After decades of ignoring Russia's national security concerns, the West is confronted with a military invasion of Ukraine which serves as a precursor for a new Cold War that will define Russia's relationship with the West for years to come.
Let there be no mistake, on Feb. 24, the world awoke to a new reality. Prior to this date, Russia was treated by the West as an annoyance, belittled by economic and even military elites as little more than a "giant gas station masquerading as a nation," to quote John McCain, the now-deceased senator from Arizona.
Russian President Vladimir Putin had been subjected to a series of sophomoric psychological profiles that trivialized Russian national concerns as little more than the psychotic whim of a troubled individual. The caricatures that emerged of the Russian state and its leadership colored the analysis of Russia's oft-stated concerns over what it viewed as its legitimate national security.
This blinded the West to the reality of what was transpiring. Because no one took Russia seriously, no one could imagine a large-scale ground war in Europe. So everyone was taken by surprise when such a conflict broke out.
How We Got Here
Ever since Nato had opened the door to membership for Ukraine and Georgia during the 2008 Bucharest summit, Russia has been making its vehement opposition known.

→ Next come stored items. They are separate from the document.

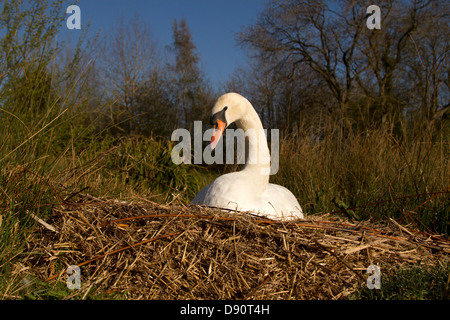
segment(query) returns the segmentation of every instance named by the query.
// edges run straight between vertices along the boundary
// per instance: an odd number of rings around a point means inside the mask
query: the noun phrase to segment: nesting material
[[[333,216],[279,223],[251,214],[150,201],[80,198],[39,226],[26,260],[50,283],[81,270],[87,292],[129,299],[345,299],[408,264],[448,263],[450,241],[395,221]]]

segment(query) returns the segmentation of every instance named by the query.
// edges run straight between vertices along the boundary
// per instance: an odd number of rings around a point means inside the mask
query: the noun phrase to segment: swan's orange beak
[[[226,123],[221,121],[220,119],[217,119],[217,131],[216,126],[214,125],[213,129],[213,135],[211,137],[211,150],[214,150],[214,148],[217,145],[217,142],[219,142],[220,137],[223,134],[223,131],[225,130]]]

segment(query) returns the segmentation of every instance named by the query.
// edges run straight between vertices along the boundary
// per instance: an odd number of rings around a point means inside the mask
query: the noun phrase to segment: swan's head
[[[211,111],[210,123],[214,126],[211,149],[214,149],[226,127],[240,120],[249,110],[250,102],[238,93],[225,93],[217,99]],[[251,107],[253,109],[253,107]],[[217,131],[215,131],[217,128]]]

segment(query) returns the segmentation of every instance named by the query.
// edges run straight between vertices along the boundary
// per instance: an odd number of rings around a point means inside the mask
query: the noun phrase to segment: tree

William Burns, the former US Ambassador to Russia and now director of the CIA, captured the Russian sentiment in a February 2009 memorandum: "Nyet means nyet: Russia's Nato enlargement red lines."
Russia, Burns noted, viewed "farther eastward expansion as a potential military threat" giving rise to Russian fears that "the issue could potentially split the country [Ukraine] in two, leading to violence or even, some claim, civil war, which would force Russia to decide whether to intervene."

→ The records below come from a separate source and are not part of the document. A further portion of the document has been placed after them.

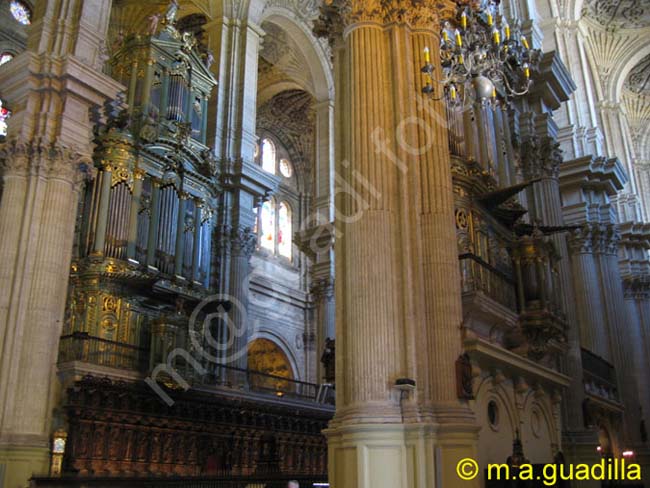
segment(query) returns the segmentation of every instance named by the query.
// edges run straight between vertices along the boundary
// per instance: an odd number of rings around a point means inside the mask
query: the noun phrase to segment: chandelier
[[[541,52],[530,48],[518,23],[511,26],[499,14],[497,1],[483,0],[459,5],[455,19],[443,23],[440,75],[428,47],[424,58],[422,72],[428,79],[423,93],[434,100],[445,98],[451,106],[468,102],[494,106],[499,96],[508,102],[528,93],[531,70],[539,64]],[[436,83],[442,86],[439,98]]]

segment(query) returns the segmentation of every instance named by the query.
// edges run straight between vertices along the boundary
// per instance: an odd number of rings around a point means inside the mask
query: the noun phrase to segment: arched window
[[[20,0],[12,0],[9,4],[11,15],[14,16],[19,23],[29,25],[32,23],[32,11],[25,2]]]
[[[14,55],[8,52],[0,54],[0,66],[14,59]]]
[[[291,259],[291,209],[285,202],[278,209],[278,254]]]
[[[260,209],[260,247],[275,252],[275,203],[264,202]]]
[[[262,141],[262,169],[275,174],[276,151],[275,144],[270,139]]]
[[[291,260],[291,207],[286,202],[279,205],[271,200],[260,207],[256,229],[259,247]]]

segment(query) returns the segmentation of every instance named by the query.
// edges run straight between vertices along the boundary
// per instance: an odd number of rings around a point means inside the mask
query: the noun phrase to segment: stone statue
[[[320,362],[323,363],[325,369],[325,381],[334,383],[335,381],[335,364],[336,364],[336,342],[329,337],[325,339],[325,350],[321,356]]]
[[[162,19],[162,14],[152,14],[149,16],[149,35],[155,36],[158,31],[158,24],[160,24],[160,19]]]
[[[210,66],[212,66],[212,63],[214,63],[214,54],[212,51],[209,51],[204,54],[205,57],[205,67],[210,69]]]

One need only to look at what has transpired in Donetsk and Luhansk and Russia's current military operation in Ukraine to understand how prescient Burns' cable was.
Burns, however, was ignored. So, too, was Putin, who had been lecturing the West ever since his landmark speech at the 2007 Munich Security Conference, where he famously called out the US for having "overstepped its national borders in every way."

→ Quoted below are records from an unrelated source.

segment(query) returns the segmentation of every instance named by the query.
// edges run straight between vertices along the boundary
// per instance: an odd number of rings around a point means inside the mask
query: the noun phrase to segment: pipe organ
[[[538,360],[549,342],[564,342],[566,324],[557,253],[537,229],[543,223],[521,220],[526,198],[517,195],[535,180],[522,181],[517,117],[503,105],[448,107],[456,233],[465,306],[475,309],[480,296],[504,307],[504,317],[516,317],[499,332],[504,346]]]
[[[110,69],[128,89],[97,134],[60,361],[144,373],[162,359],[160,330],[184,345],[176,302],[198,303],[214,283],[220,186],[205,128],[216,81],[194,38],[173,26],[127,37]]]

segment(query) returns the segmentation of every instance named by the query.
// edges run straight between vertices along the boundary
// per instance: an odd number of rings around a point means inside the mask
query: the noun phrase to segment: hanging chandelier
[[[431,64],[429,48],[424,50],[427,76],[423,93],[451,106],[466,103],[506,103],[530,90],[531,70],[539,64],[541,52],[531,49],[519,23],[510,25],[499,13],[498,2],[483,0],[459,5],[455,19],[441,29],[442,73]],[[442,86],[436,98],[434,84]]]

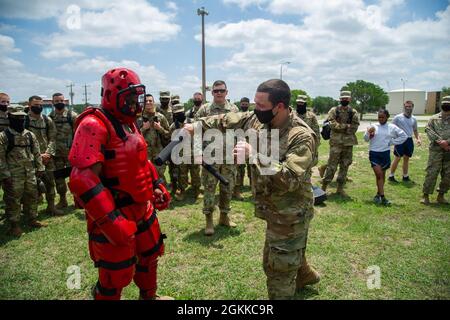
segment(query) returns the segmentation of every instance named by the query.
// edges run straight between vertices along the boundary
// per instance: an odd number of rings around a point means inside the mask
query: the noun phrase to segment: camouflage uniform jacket
[[[352,121],[350,128],[347,128],[349,117],[352,117]],[[358,144],[356,132],[359,127],[359,114],[356,110],[347,108],[344,111],[342,106],[331,108],[328,112],[328,121],[331,127],[330,145],[349,147]]]
[[[319,122],[317,121],[317,117],[314,114],[314,112],[309,111],[309,110],[306,111],[305,114],[299,114],[297,112],[297,116],[306,122],[306,124],[314,131],[314,133],[320,140],[320,126],[319,126]]]
[[[43,115],[40,115],[39,118],[34,119],[30,113],[28,114],[30,124],[27,129],[33,132],[36,136],[41,153],[48,153],[54,157],[56,154],[56,127],[53,120],[50,117],[47,117],[47,128]]]
[[[171,125],[173,123],[173,113],[172,113],[172,107],[169,105],[167,106],[167,109],[162,108],[161,106],[158,106],[156,108],[156,112],[161,113]]]
[[[14,136],[14,148],[7,152],[8,138],[5,131],[1,132],[0,180],[11,177],[14,175],[14,171],[17,170],[44,171],[45,167],[42,164],[39,143],[36,136],[26,129],[21,133],[11,128],[8,128],[8,130]]]
[[[450,143],[450,115],[444,118],[441,112],[432,116],[428,121],[425,132],[430,140],[430,150],[444,151],[437,144],[437,141],[443,139]],[[436,134],[439,135],[439,137],[437,137]]]
[[[70,112],[70,117],[68,117]],[[78,114],[64,109],[62,114],[52,111],[49,117],[53,120],[56,127],[55,149],[57,157],[67,157],[73,140],[73,124]],[[72,123],[72,124],[71,124]]]
[[[228,113],[226,115],[200,119],[203,129],[241,128],[270,130],[261,124],[253,112]],[[199,129],[199,128],[197,128]],[[279,128],[279,160],[258,154],[258,160],[251,166],[252,191],[255,199],[255,215],[266,221],[291,226],[303,223],[314,213],[310,171],[315,161],[315,133],[294,112]],[[270,135],[269,139],[270,141]],[[264,159],[261,161],[260,159]],[[268,164],[269,163],[269,164]],[[265,165],[264,165],[265,164]],[[270,169],[271,175],[263,175]],[[283,229],[286,230],[286,229]],[[287,231],[294,232],[294,230]]]
[[[148,159],[153,161],[164,148],[165,142],[170,139],[169,123],[167,122],[166,117],[159,112],[154,114],[144,113],[142,116],[148,118],[151,124],[153,123],[153,118],[158,117],[162,127],[162,130],[159,132],[154,128],[144,129],[141,127],[142,135],[147,143]]]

Putin declared, "This is visible in the economic, political, cultural, and educational policies it imposes on other nations. Well, who likes this? Who is happy about this?" He was greeted by silence.
"I am convinced," Putin told the assembled leadership of the Western world, "that we have reached that decisive moment when we must seriously think about the architecture of global security. And we must proceed by searching for a reasonable balance between the interests of all participants in the international dialogue."
At Munich, the Russian president warned that Western polices "stimulate an arms race." He repeatedly warned the US and Nato that President George W. Bush's precipitous decision to withdraw from the 1972 Anti-Ballistic Missile treaty and then to deploy anti-missile defense systems in two Nato countries, Poland and Romania, posed a direct threat to Russian national security.
In 2018, Putin unveiled new types of Russian strategic nuclear weapons designed to defeat US missile defenses. "No one has listened to us," Putin declared at the time. "You listen to us now."